Distributed Architectures and Constellations for Gamma-Ray Burst Science

TL;DR

This paper explores the design and potential of distributed, small-platform architectures and constellations for all-sky gamma-ray and multi-wavelength transient monitoring to enhance multi-messenger astrophysics.

Contribution

It proposes large-scale distributed architectures and constellations of small platforms for sensitive, rapid, all-sky high-energy transient detection and follow-up in multi-messenger astrophysics.

Findings

Distributed architectures can improve sky coverage and localization.

Constellations enable rapid follow-up of high-energy transients.

Programmatic strategies for hardware and data analysis are discussed.

Abstract

The gravitational wave/gamma-ray burst GW/GRB170817 event marked the beginning of the era of multi-messenger astrophysics, in which new observations of Gravitational Waves (GW) are combined with traditional electromagnetic observations from the very same astrophysical source.

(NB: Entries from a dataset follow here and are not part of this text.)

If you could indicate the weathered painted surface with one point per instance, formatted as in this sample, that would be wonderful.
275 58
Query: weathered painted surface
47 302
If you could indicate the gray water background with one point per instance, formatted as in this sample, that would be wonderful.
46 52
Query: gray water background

In the next few years, Advanced LIGO/VIRGO and KAGRA in Japan and LIGO-India will reach their nominal/ultimate sensitivity. In the electromagnetic domain, the Vera C. Rubin Observatory and the Cherenkov Telescope Array (CTA) will come online in the next few years, and they will revolutionize the investigation of transient and variable cosmic sources in the optical and TeV bands. The operation of an efficient X-ray/gamma-ray all-sky monitor with good localisation capabilities will play a pivotal role in providing the high-energy counterparts of the GW interferometers and Rubin Observatory, bringing multi-messenger astrophysics to maturity. To reach the required precision in localisation and timeliness for an unpredictable physical event in time and space requires a sensor distribution covering the whole sky. We discuss the potential of large-scale, small-platform-distributed architectures and constellations to build a sensitive X-ray/gamma-ray all-sky monitor and the programmatic implications of this, including the set-up of an efficient assembly line for both hardware development and data analysis. We also discuss the potential of a constellation of small platforms operating at other wavelengths (UV/IR) that are capable of repointing quickly to follow-up high-energy transients.